In a New York Times piece about the film (and the controversy), Maureen Dowd says some things I think are worthy of consideration:

"The idea that every portrait of a woman should be an ideal woman, meant to stand for all of womanhood, is an enemy of art — not to mention wickedly delicious Joan Crawford and Bette Davis movies. Art is meant to explore all the unattractive inner realities as well as to recommend glittering ideals. It is not meant to provide uplift or confirm people’s prior ideological assumptions.
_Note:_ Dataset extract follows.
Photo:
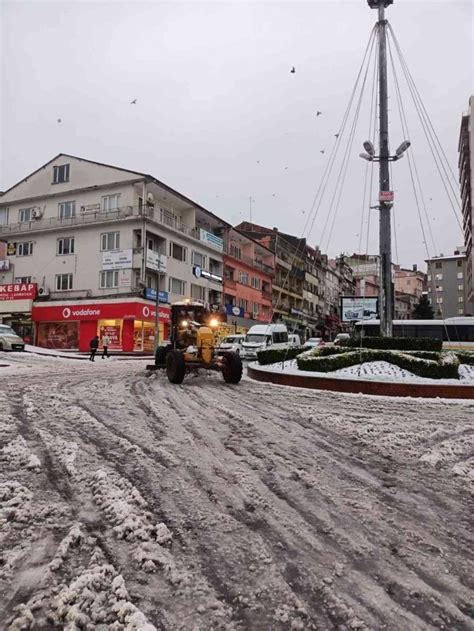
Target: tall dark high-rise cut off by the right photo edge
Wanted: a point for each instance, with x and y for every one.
(466, 167)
Art says “Think,” not “You’re right.”"

Yes... indeed... when exactly did we decide otherwise, and who exactly did the deciding?
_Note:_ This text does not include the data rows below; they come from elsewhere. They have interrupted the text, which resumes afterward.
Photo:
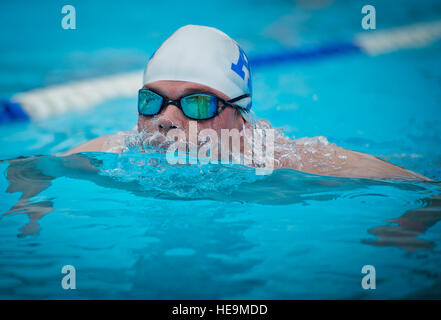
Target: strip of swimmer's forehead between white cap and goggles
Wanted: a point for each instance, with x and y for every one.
(175, 89)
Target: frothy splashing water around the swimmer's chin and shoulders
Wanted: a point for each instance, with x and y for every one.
(297, 154)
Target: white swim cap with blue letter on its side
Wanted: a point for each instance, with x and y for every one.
(206, 56)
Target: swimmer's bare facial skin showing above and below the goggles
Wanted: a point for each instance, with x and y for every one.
(172, 117)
Of course I'm sensitive to the fact that for decades popular culture has often portrayed minorities as the scary badguys, or at best as gross parodies of reality... but you don't fix that by simply grossly distorting and dehumanizing minorities in the opposite direction.

For gods sake, how many wise, magical, non-threatening black men can hollywood cast Will Smith and Morgan Freeman as?

As a result of this "sensitivity", we have seen every movie where the bad guy isn't a white western European or American male, decried as racist or culturist or sexist etc... etc... etc...

This has resulted in the ridiculous whitewashing of villains. Books with muslim terrorists as the antagonists are made into movies with Belgian Nazis. Hollywood is breathing a sigh of relief that they can portray Russians as bad guys again, because they were running out of ways of making all the badguys white anglosaxons without seeming ridiculous.

Honestly, I think Hollywood really misses the days when they could just make all the bad guys nazis and russians. No "troubling implications" when swastikas are involved.

This dehumanization serves neither art, nor humanity. It's dishonest, disingenuous, and condescending.

We're not really equal, until we can be equally bad, equally good, equally ambiguous... equally HUMAN.